Melting glaciers: Peruvian requests German utility RWE to pay for protective measures

It is the first time in Europe that one of the world’s largest polluters is prompted to pay for the safety of a person at risk of climate change consequences
Pressemitteilung

Berlin/Huaraz (17 March, 2015). A person affected by climate change has made the unprecedented move to launch a claim against a European carbon major, demanding that the company contribute to urgently needed protective measures: Peruvian citizen Saúl Luciano Lliuya, with the help of the renowned environmental lawyer Dr. Roda Verheyen (Hamburg), demands payment for safety works from German utility RWE. Mr Luciano Lliuya’s property as well as large parts of his hometown Huaraz are prone to a so-called glacial lake outburst flood from Lake Palcacocha located upstream from the city. Germanwatch, a German environmental and development organisation, supports Mr Luciano Lliuya’s move against RWE upon his request. If the company’s response to his claim proves unsatisfactory, Mr Luciano Lliuya plans to sue RWE in a German court.
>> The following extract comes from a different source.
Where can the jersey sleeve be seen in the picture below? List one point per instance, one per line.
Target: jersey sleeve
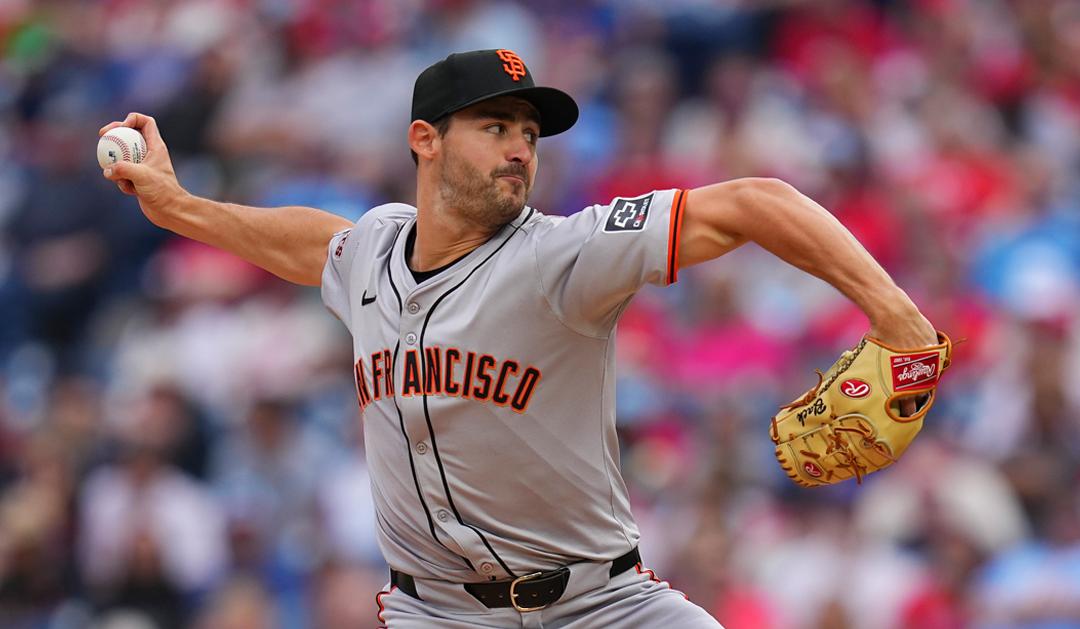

“This move is unparalleled in Europe”, says Christoph Bals, Policy Director of Germanwatch. “The fast-growing risks of glacial melting in this region clearly bear the signature of climate change. Saúl Luciano Lliuya is refusing to be merely a victim and is taking control of his own destiny“. According to a 2013 study, RWE is Europe’s single largest emitter of greenhouse gases. According to a 2014 report, the utility’s contribution to total global emissions since industrialisation is about half a percent. Accordingly, Saúl Luciano Lliuya demands that RWE covers 0.5 percent of the costs associated with the implementation of protective measures for Huaraz.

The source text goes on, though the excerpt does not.